The performance improvements substantiate the effectiveness of our model in the task of inductive link prediction.

• Performance comparison of different subgraph extraction strategies

We conduct additional experiments on dataset WN18RR to analyze the impact of hop selection in extracting subgraphs. The values of MRR, Hits@1, Hits@5, and Hits @@10 were taken for k = 1, 3 and 5, respectively. The results are shown in Fig. 6.

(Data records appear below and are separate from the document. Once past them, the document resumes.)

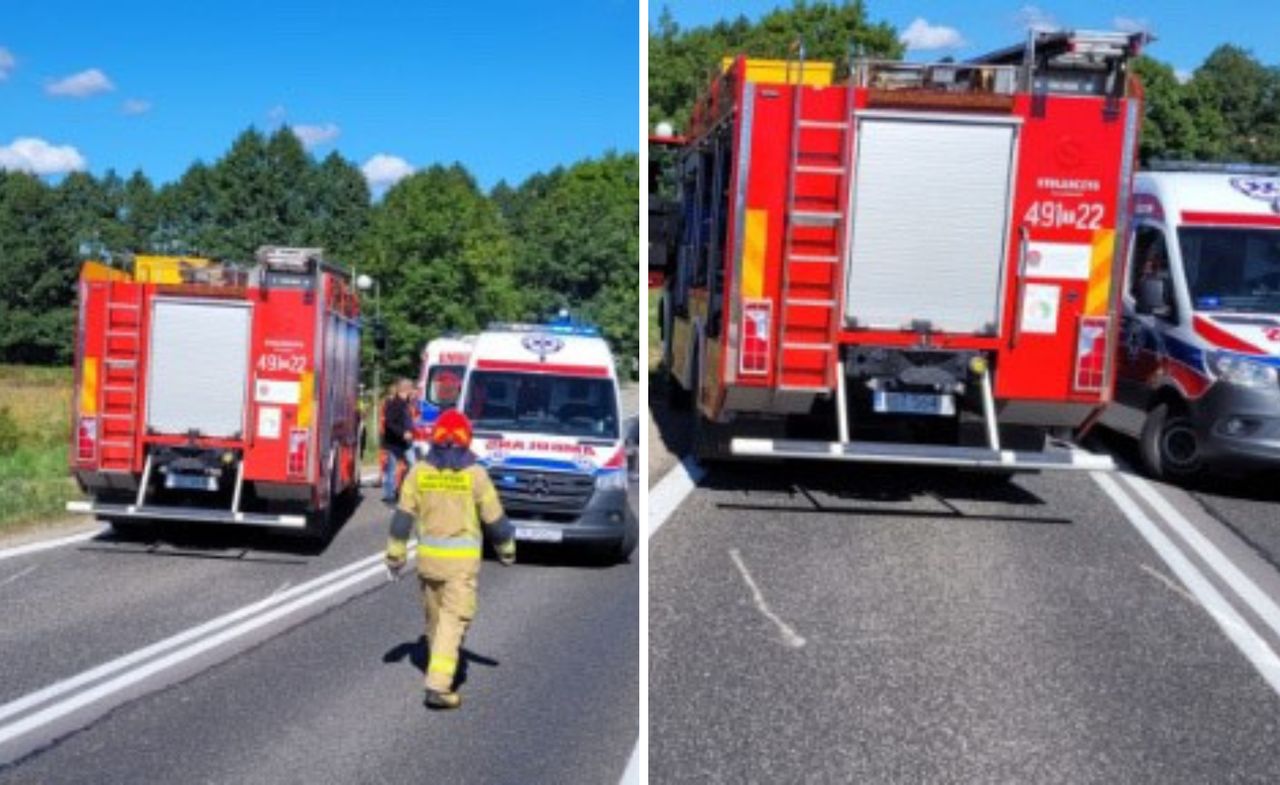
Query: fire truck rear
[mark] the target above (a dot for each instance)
(209, 392)
(915, 265)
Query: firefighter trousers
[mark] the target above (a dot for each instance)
(449, 601)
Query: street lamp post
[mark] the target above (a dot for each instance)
(364, 283)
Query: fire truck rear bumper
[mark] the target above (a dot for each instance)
(923, 455)
(187, 514)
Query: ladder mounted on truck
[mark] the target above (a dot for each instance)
(816, 209)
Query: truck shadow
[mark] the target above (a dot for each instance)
(415, 652)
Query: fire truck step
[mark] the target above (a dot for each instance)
(823, 124)
(814, 218)
(808, 302)
(813, 259)
(812, 169)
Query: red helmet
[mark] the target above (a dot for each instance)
(452, 428)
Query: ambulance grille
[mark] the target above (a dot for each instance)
(553, 496)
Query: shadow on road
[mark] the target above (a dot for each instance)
(415, 652)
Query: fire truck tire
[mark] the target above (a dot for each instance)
(1169, 446)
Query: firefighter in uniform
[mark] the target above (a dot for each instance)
(446, 498)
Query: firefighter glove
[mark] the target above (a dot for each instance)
(506, 552)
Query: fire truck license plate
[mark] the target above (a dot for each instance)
(190, 482)
(914, 404)
(538, 534)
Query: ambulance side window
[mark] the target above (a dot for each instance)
(1150, 260)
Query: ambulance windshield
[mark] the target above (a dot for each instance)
(1232, 269)
(570, 406)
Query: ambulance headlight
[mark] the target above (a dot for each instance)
(611, 480)
(1243, 372)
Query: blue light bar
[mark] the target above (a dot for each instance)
(557, 329)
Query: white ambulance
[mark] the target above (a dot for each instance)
(1200, 355)
(547, 419)
(439, 383)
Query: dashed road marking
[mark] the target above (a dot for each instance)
(789, 637)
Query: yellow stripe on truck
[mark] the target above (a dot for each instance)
(1100, 273)
(755, 236)
(88, 386)
(306, 389)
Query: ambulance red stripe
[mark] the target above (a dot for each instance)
(1229, 219)
(597, 372)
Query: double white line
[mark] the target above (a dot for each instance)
(92, 690)
(1233, 625)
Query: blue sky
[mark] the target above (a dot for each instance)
(1187, 31)
(506, 87)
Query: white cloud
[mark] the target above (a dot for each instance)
(310, 136)
(81, 85)
(1129, 24)
(1033, 16)
(384, 170)
(922, 36)
(37, 156)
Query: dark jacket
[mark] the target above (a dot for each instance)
(397, 418)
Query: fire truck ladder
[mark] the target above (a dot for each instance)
(817, 196)
(119, 386)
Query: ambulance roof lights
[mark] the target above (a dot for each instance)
(291, 260)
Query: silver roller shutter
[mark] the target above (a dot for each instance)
(929, 219)
(199, 366)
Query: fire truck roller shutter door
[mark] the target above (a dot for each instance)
(199, 368)
(949, 176)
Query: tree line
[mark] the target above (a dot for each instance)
(1228, 109)
(448, 255)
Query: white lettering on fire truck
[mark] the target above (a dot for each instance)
(268, 391)
(1065, 185)
(1048, 214)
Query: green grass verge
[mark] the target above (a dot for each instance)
(35, 412)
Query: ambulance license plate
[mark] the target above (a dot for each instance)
(539, 534)
(914, 404)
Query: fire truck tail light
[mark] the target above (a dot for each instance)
(86, 438)
(297, 461)
(1091, 354)
(757, 329)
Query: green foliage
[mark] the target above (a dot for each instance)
(9, 432)
(443, 258)
(1228, 110)
(682, 60)
(579, 246)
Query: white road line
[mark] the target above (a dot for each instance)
(17, 575)
(1244, 637)
(671, 491)
(789, 635)
(1256, 598)
(132, 658)
(51, 543)
(91, 695)
(631, 776)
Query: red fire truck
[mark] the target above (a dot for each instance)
(210, 392)
(919, 264)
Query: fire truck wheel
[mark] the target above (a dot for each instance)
(1170, 448)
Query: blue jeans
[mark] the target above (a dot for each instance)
(396, 455)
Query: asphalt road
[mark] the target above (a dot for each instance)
(327, 690)
(851, 624)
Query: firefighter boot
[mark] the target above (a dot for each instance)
(442, 701)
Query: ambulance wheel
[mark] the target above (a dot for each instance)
(1169, 445)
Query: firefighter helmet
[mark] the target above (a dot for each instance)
(452, 428)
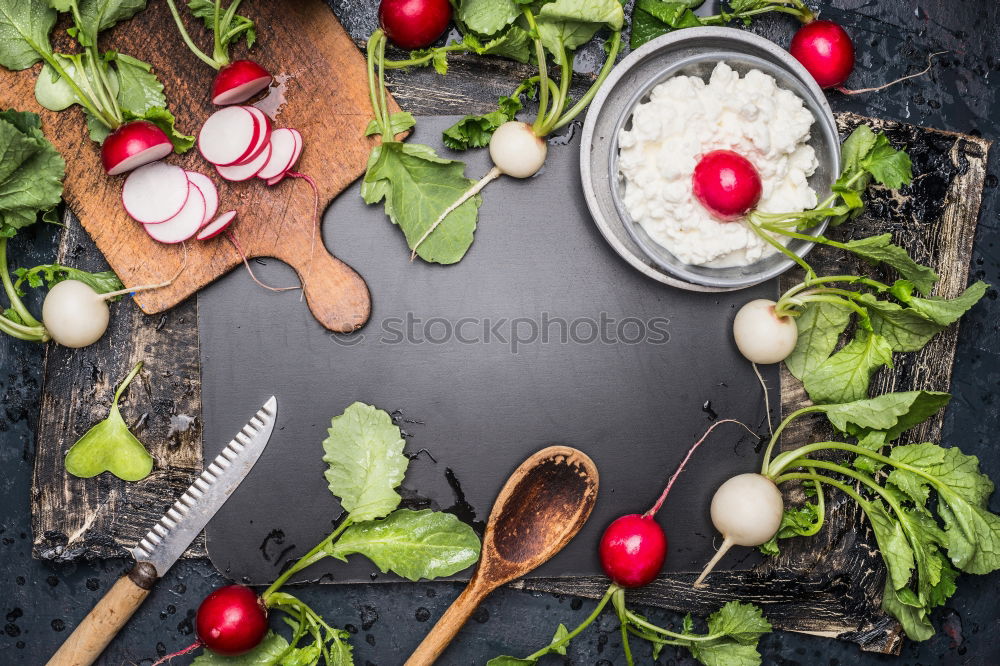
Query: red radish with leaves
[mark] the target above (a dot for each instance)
(633, 548)
(132, 145)
(414, 24)
(727, 184)
(236, 81)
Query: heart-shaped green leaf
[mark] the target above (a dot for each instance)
(110, 447)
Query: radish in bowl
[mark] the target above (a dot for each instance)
(236, 81)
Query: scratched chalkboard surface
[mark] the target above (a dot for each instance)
(540, 335)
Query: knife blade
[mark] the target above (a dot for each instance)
(168, 539)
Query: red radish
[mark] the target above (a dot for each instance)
(246, 170)
(727, 184)
(155, 192)
(230, 135)
(825, 50)
(231, 621)
(414, 24)
(216, 227)
(283, 143)
(132, 145)
(265, 136)
(185, 224)
(633, 549)
(239, 81)
(208, 190)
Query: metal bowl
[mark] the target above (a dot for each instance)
(691, 52)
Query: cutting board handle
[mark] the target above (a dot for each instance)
(103, 623)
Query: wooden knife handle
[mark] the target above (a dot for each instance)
(103, 623)
(449, 625)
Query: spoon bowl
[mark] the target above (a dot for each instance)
(540, 509)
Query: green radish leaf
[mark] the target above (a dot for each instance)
(476, 131)
(31, 172)
(820, 326)
(880, 249)
(488, 17)
(413, 544)
(915, 621)
(417, 187)
(905, 329)
(110, 447)
(399, 122)
(844, 377)
(945, 312)
(24, 32)
(892, 413)
(569, 24)
(364, 451)
(513, 43)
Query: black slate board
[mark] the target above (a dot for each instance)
(478, 408)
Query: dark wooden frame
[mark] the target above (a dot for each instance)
(828, 585)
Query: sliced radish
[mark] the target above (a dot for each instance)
(132, 145)
(155, 192)
(229, 135)
(183, 225)
(263, 139)
(247, 170)
(239, 81)
(218, 226)
(208, 190)
(282, 150)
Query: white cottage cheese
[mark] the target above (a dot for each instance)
(686, 118)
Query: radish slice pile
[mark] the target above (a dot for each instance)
(239, 141)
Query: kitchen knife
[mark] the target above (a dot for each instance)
(168, 539)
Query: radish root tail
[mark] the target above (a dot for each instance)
(231, 237)
(148, 287)
(767, 399)
(726, 545)
(846, 91)
(680, 468)
(493, 174)
(166, 658)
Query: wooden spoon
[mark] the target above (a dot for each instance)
(542, 506)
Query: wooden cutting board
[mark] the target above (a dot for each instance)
(327, 100)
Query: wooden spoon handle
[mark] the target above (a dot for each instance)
(448, 626)
(103, 623)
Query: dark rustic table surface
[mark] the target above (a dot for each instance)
(42, 602)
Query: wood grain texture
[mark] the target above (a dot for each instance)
(328, 102)
(830, 585)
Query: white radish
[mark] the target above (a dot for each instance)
(747, 511)
(263, 138)
(217, 226)
(185, 224)
(74, 314)
(230, 135)
(762, 335)
(245, 170)
(209, 191)
(516, 151)
(283, 144)
(155, 192)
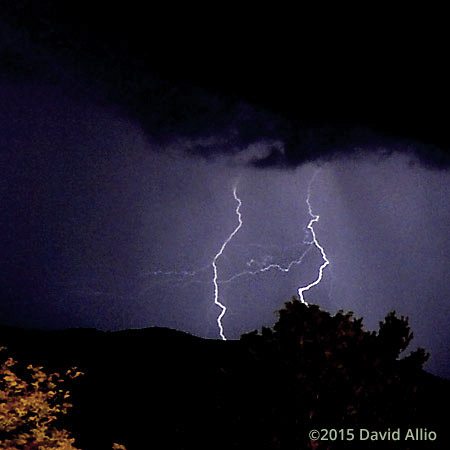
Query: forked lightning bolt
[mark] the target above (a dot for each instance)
(265, 266)
(315, 218)
(214, 265)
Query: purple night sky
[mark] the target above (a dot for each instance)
(111, 217)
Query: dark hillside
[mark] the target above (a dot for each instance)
(161, 388)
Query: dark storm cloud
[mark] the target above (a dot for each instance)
(221, 104)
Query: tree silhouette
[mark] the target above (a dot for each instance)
(323, 369)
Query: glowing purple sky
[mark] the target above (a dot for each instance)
(92, 210)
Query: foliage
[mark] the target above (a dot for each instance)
(31, 406)
(323, 369)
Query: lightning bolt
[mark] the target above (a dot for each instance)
(314, 219)
(264, 266)
(214, 265)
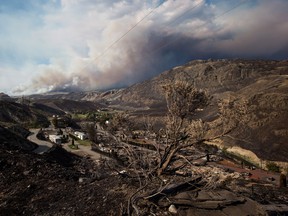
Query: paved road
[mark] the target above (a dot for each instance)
(82, 151)
(43, 146)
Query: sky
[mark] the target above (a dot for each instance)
(82, 45)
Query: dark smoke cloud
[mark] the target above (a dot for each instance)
(172, 35)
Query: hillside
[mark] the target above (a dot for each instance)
(25, 115)
(264, 84)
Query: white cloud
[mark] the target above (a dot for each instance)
(60, 46)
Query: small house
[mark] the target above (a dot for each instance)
(55, 139)
(80, 135)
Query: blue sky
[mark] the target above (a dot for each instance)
(52, 45)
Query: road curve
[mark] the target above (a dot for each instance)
(43, 146)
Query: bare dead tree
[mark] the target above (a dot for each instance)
(182, 101)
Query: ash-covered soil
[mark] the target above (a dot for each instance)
(57, 183)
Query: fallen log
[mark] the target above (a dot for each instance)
(172, 189)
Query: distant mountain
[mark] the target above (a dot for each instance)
(17, 113)
(14, 141)
(5, 97)
(263, 83)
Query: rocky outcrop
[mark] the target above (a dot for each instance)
(263, 84)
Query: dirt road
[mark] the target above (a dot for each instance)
(43, 146)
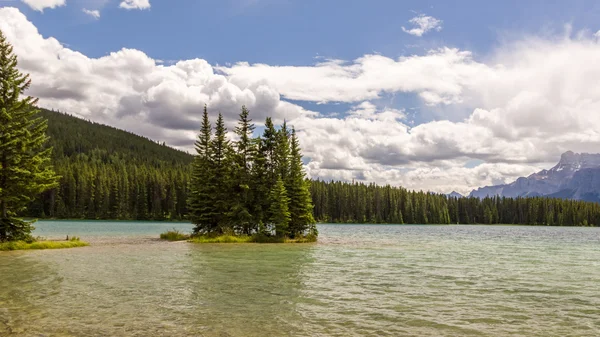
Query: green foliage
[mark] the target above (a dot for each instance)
(339, 202)
(222, 239)
(24, 159)
(300, 200)
(174, 235)
(24, 245)
(279, 214)
(108, 173)
(254, 238)
(243, 186)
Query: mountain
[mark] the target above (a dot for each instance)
(107, 173)
(576, 176)
(454, 194)
(71, 136)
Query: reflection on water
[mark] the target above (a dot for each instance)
(358, 280)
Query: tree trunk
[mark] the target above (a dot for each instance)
(3, 186)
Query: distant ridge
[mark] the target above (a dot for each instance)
(454, 194)
(576, 176)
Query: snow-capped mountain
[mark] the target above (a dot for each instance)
(576, 176)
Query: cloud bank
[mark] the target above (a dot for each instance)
(135, 4)
(93, 13)
(423, 24)
(529, 102)
(40, 5)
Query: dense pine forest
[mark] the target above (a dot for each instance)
(339, 202)
(250, 185)
(107, 173)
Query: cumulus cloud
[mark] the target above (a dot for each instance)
(93, 13)
(40, 5)
(528, 103)
(135, 4)
(130, 90)
(423, 24)
(438, 77)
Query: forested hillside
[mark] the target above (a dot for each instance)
(108, 173)
(340, 202)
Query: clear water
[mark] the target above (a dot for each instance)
(359, 280)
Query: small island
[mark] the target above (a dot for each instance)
(248, 190)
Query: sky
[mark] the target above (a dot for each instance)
(431, 95)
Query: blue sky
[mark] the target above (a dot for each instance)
(288, 32)
(435, 95)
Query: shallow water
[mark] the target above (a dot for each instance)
(359, 280)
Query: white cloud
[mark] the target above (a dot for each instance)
(93, 13)
(528, 103)
(438, 77)
(130, 90)
(135, 4)
(423, 24)
(40, 5)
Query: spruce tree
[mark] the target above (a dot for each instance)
(279, 214)
(300, 204)
(282, 152)
(25, 169)
(200, 200)
(221, 178)
(240, 214)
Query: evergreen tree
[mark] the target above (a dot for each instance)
(200, 201)
(240, 213)
(279, 214)
(221, 178)
(25, 169)
(300, 204)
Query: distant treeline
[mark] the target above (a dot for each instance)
(108, 173)
(339, 202)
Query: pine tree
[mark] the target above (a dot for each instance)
(300, 204)
(279, 212)
(24, 159)
(221, 178)
(200, 201)
(282, 152)
(240, 214)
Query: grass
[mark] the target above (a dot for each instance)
(174, 235)
(22, 245)
(256, 238)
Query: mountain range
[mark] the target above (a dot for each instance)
(576, 176)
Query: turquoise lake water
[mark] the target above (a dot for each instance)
(358, 280)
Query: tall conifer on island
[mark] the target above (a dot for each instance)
(24, 161)
(221, 179)
(298, 192)
(200, 200)
(279, 214)
(242, 173)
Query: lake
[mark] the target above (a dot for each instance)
(358, 280)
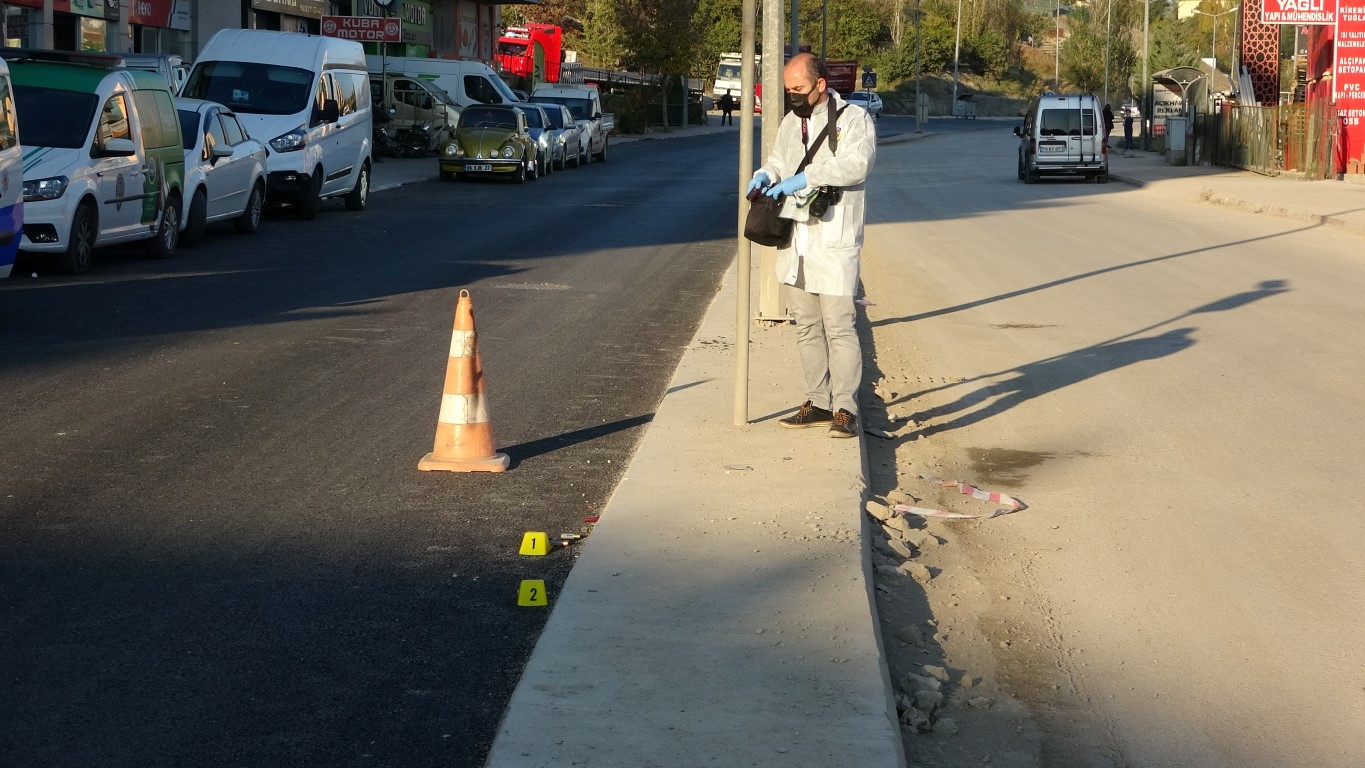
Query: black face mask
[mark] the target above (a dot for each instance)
(800, 104)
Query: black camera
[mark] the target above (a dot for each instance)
(823, 198)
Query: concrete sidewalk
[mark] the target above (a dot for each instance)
(1334, 203)
(720, 613)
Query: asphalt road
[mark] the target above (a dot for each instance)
(214, 544)
(1171, 386)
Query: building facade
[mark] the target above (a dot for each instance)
(445, 29)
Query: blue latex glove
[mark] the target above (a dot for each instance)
(786, 186)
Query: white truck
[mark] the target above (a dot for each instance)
(584, 102)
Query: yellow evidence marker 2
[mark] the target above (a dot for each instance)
(535, 543)
(531, 594)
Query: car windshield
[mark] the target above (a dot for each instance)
(60, 117)
(485, 117)
(246, 86)
(189, 128)
(580, 108)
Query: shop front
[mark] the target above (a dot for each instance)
(288, 15)
(23, 23)
(160, 26)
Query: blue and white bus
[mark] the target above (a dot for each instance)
(11, 178)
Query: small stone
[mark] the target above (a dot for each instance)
(928, 701)
(937, 673)
(917, 572)
(879, 510)
(912, 682)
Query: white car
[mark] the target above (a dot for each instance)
(867, 100)
(224, 169)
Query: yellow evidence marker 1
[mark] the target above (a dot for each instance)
(535, 543)
(531, 594)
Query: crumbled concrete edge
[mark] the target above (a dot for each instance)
(874, 613)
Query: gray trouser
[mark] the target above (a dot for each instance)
(827, 344)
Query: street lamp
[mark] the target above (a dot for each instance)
(1233, 10)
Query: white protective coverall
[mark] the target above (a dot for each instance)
(826, 251)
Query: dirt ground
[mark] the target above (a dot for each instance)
(980, 671)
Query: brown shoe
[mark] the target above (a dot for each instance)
(844, 426)
(807, 416)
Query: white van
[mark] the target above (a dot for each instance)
(11, 178)
(307, 98)
(466, 82)
(1062, 135)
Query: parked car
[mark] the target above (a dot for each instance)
(584, 102)
(568, 133)
(169, 66)
(307, 97)
(224, 169)
(490, 139)
(11, 172)
(1062, 135)
(104, 161)
(867, 100)
(549, 153)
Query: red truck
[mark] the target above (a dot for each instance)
(534, 52)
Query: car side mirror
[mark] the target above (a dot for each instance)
(118, 148)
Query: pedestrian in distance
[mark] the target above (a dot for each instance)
(1128, 130)
(726, 108)
(818, 268)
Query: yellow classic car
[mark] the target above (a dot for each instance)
(490, 139)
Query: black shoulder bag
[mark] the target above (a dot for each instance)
(765, 224)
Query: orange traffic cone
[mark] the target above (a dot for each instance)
(463, 433)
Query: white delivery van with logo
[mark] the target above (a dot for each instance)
(307, 98)
(466, 82)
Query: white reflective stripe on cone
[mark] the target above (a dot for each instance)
(463, 409)
(463, 344)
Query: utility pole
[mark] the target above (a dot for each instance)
(957, 51)
(919, 47)
(771, 307)
(744, 258)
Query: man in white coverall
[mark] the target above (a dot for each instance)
(819, 265)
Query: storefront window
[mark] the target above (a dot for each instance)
(17, 22)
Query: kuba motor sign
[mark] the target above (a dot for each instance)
(363, 29)
(1298, 12)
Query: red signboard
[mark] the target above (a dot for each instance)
(365, 29)
(1302, 12)
(1349, 78)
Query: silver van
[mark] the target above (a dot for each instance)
(1062, 135)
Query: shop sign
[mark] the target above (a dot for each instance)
(93, 8)
(1349, 77)
(306, 8)
(363, 29)
(165, 14)
(1305, 12)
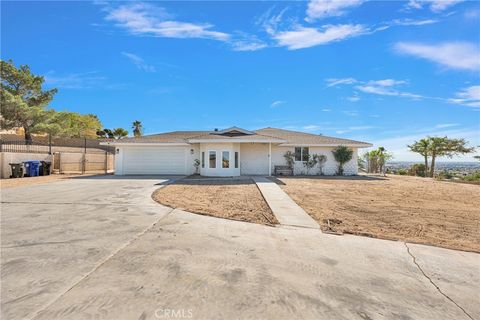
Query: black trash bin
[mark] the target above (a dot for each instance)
(17, 170)
(45, 168)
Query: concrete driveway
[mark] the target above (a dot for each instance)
(100, 248)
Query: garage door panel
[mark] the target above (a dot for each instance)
(154, 160)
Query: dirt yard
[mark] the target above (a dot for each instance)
(412, 209)
(231, 199)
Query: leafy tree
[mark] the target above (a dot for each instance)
(445, 147)
(137, 128)
(119, 133)
(342, 155)
(23, 101)
(72, 125)
(422, 147)
(418, 170)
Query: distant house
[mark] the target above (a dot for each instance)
(230, 152)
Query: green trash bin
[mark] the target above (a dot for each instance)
(17, 170)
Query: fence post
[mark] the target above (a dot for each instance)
(106, 161)
(49, 143)
(84, 161)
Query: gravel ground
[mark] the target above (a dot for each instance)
(411, 209)
(237, 199)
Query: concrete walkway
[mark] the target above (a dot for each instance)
(283, 207)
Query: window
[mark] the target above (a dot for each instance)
(301, 153)
(212, 159)
(305, 154)
(225, 159)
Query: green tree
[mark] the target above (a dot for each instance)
(422, 147)
(119, 133)
(137, 128)
(418, 170)
(23, 101)
(72, 125)
(445, 147)
(376, 160)
(342, 155)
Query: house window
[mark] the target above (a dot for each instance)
(225, 159)
(301, 153)
(213, 159)
(305, 154)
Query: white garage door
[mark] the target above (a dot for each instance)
(154, 160)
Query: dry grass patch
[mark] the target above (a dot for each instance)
(396, 207)
(231, 199)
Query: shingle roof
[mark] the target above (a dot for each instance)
(262, 135)
(297, 137)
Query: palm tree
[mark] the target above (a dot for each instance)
(137, 128)
(120, 133)
(422, 147)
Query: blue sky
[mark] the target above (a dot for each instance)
(385, 72)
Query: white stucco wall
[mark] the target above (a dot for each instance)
(330, 167)
(254, 158)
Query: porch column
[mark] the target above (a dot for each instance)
(269, 158)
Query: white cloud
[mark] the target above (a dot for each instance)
(386, 82)
(277, 103)
(332, 82)
(302, 37)
(144, 19)
(318, 9)
(353, 98)
(248, 43)
(455, 55)
(434, 5)
(85, 80)
(412, 22)
(469, 97)
(139, 62)
(446, 125)
(385, 91)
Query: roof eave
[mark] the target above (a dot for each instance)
(120, 143)
(352, 145)
(233, 141)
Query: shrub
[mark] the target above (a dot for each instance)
(342, 155)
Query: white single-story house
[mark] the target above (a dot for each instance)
(230, 152)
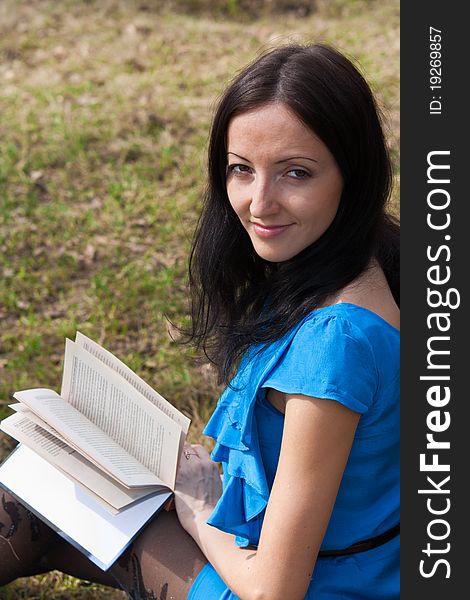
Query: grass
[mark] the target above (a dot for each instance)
(105, 112)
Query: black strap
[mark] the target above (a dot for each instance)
(378, 540)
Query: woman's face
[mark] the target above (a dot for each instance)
(282, 181)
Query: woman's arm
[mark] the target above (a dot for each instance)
(315, 447)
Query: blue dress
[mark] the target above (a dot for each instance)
(341, 352)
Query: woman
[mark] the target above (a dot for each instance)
(294, 277)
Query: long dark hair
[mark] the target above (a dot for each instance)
(240, 299)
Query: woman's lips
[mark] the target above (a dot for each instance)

Figure 6 shows that the performance in terms of MRR, Hits@1, Hits@5, and Hits@10 is the least favourable on all datasets when k = 1. However, there is not much difference when k = 3 and k = 5. This may be due to the fact that the subgraph consisting of 1-hop neighbors includes a small number of nodes, which limits the availability of contextual semantic information for relation prediction. When k = 3, subgraphs can provide sufficient contextual semantic information to improve link prediction performance. However, the number of nodes in the subgraph increases when k equals 5, and the performance of inductive link prediction does not improve significantly. On the contrary, it decreases on some datasets. This suggests that although an increase in the number of hops introduces more information about nodes, not all of the introduced nodes are necessarily useful for link prediction. Some of them may be noisy nodes, which do not benefit the performance of relation prediction.

• Ablation study

We conduct ablation studies on FB15K237_v2 to validate the importance of relation semantics for subgraph extraction in SASILP. Table 4 shows the results of the ablation study. After removing the relation semantic score in subgraph extraction, the MRR value reduces by 8.34%, and the Hits@5 value reduces by 18.36%. This result demonstrates the effectiveness of relation semantics in inductive link prediction.

• Case Study

To analyze the subgraph under different subgraph extraction strategies, we selected two nodes (07s9rl0, 06 × 77 g) in FB15K237_v2 as seed nodes. The subgraphs extracted using GraiL contain 1,218 nodes, the value of Hits@10 is 52.2%, While SASILP extracted using SASILP contains 11 nodes, the value of Hits@10 is 60.02%. Figure 7 shows the semantics of the extracting subgraph, where the purple circle represents the two seed nodes and the yellow dotted line represents the relation to be predicted. The number of subgraph nodes decreased sequentially, but it did not influence the link prediction performance. It may be caused that the nodes in the subgraph have a close semantic correlation with the missing relation, and it also demonstrates the effectiveness of our subgraph extraction method.